Pair Corralation between Calamos Market and Morgan Stanley
Assuming the 90 days horizon Calamos Market Neutral is expected to generate 0.18 times more return on investment than Morgan Stanley. However, Calamos Market Neutral is 5.6 times less risky than Morgan Stanley. It trades about 0.33 of its potential returns per unit of risk. Morgan Stanley Emerging is currently generating about -0.13 per unit of risk. If you would invest 1,474 in Calamos Market Neutral on September 3, 2024 and sell it today you would earn a total of 31.00 from holding Calamos Market Neutral or generate 2.1% return on investment over 90 days.
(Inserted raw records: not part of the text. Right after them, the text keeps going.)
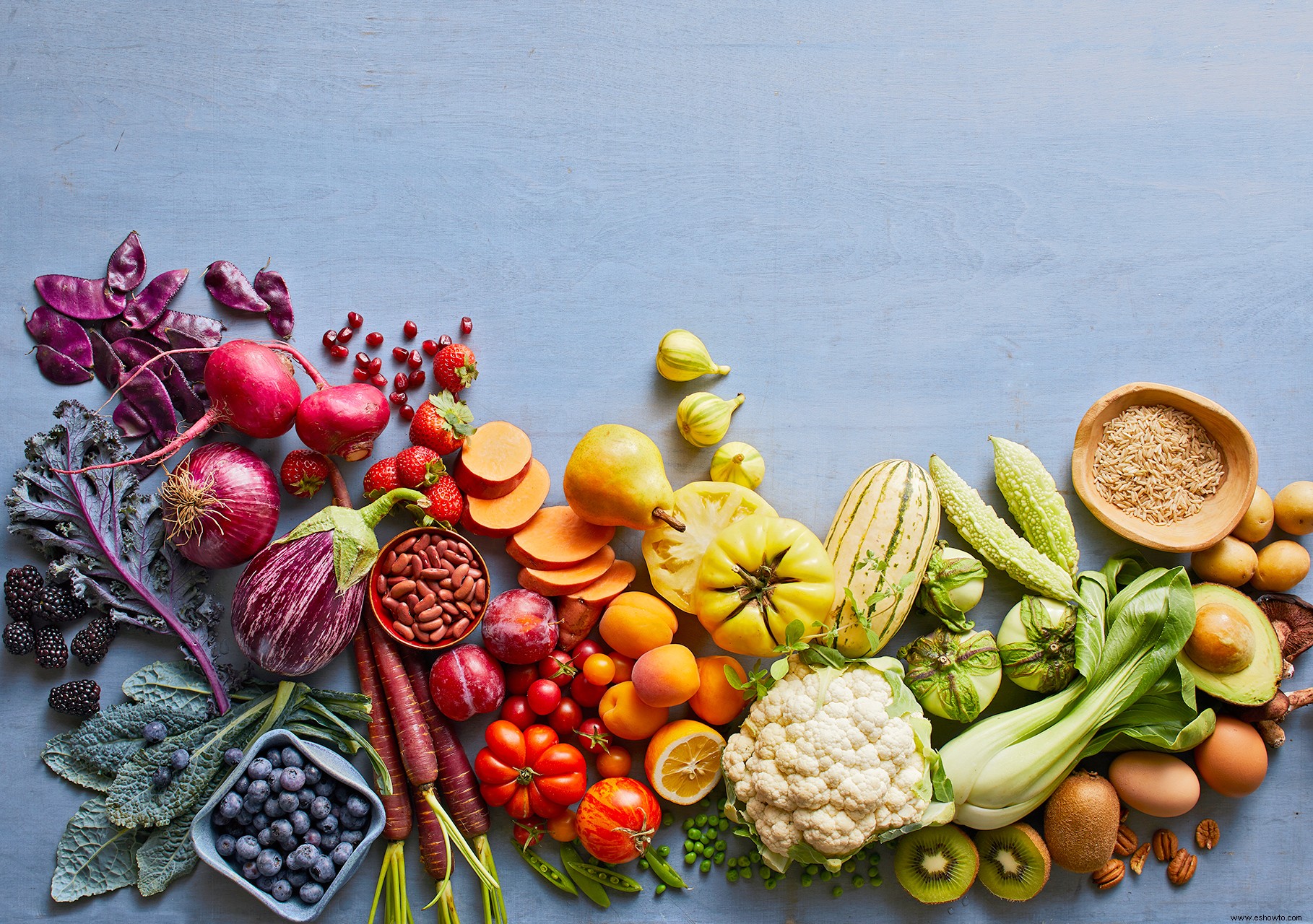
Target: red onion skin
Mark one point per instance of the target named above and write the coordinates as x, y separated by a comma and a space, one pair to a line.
247, 518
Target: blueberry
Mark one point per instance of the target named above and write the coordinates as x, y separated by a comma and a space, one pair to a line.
311, 893
225, 845
248, 848
324, 869
269, 863
300, 822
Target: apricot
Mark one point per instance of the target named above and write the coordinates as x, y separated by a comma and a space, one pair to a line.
716, 701
666, 676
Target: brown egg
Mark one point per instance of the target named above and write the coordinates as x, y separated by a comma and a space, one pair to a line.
1234, 760
1156, 784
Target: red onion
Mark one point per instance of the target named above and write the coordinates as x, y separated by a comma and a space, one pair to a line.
221, 505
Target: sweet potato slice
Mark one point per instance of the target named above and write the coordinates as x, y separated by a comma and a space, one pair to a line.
557, 539
568, 580
579, 612
507, 515
494, 461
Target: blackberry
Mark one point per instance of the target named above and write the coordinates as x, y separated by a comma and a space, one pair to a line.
77, 697
58, 604
21, 592
51, 653
20, 638
91, 643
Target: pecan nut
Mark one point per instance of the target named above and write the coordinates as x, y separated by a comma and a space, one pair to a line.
1127, 842
1110, 874
1164, 845
1182, 868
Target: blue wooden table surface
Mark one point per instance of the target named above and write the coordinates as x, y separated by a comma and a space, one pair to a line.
905, 225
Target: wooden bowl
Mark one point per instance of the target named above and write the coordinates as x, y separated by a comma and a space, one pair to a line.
1219, 515
380, 612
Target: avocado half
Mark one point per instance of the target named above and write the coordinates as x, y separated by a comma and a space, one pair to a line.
1252, 684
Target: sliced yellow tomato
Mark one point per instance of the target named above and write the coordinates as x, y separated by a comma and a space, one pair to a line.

Time Period | 3 Months [change] |
Direction | Moves Against |
Strength | Weak |
Accuracy | 100.0% |
Values | Daily Returns |
Calamos Market Neutral vs. Morgan Stanley Emerging
Performance |
Timeline |
Calamos Market Neutral |
Morgan Stanley Emerging |
Calamos Market and Morgan Stanley Volatility Contrast
Predicted Return Density |
Returns |
Pair Trading with Calamos Market and Morgan Stanley
The main advantage of trading using opposite Calamos Market and Morgan Stanley positions is that it hedges away some unsystematic risk. Because of two separate transactions, even if Calamos Market position performs unexpectedly, Morgan Stanley can make up some of the losses. Pair trading also minimizes risk from directional movements in the market. For example, if an entire industry or sector drops because of unexpected headlines, the short position in Morgan Stanley will offset losses from the drop in Morgan Stanley's long position.Calamos Market vs. Calamos Market Neutral | Calamos Market vs. Absolute Convertible Arbitrage | Calamos Market vs. Aqr Diversified Arbitrage | Calamos Market vs. Palmer Square Ssi |
Morgan Stanley vs. Vanguard Total Stock | Morgan Stanley vs. Vanguard 500 Index | Morgan Stanley vs. Vanguard Total Stock | Morgan Stanley vs. Vanguard Total Stock |
Check out your portfolio center.Note that this page's information should be used as a complementary analysis to find the right mix of equity instruments to add to your existing portfolios or create a brand new portfolio. You can also try the Price Transformation module to use Price Transformation models to analyze the depth of different equity instruments across global markets.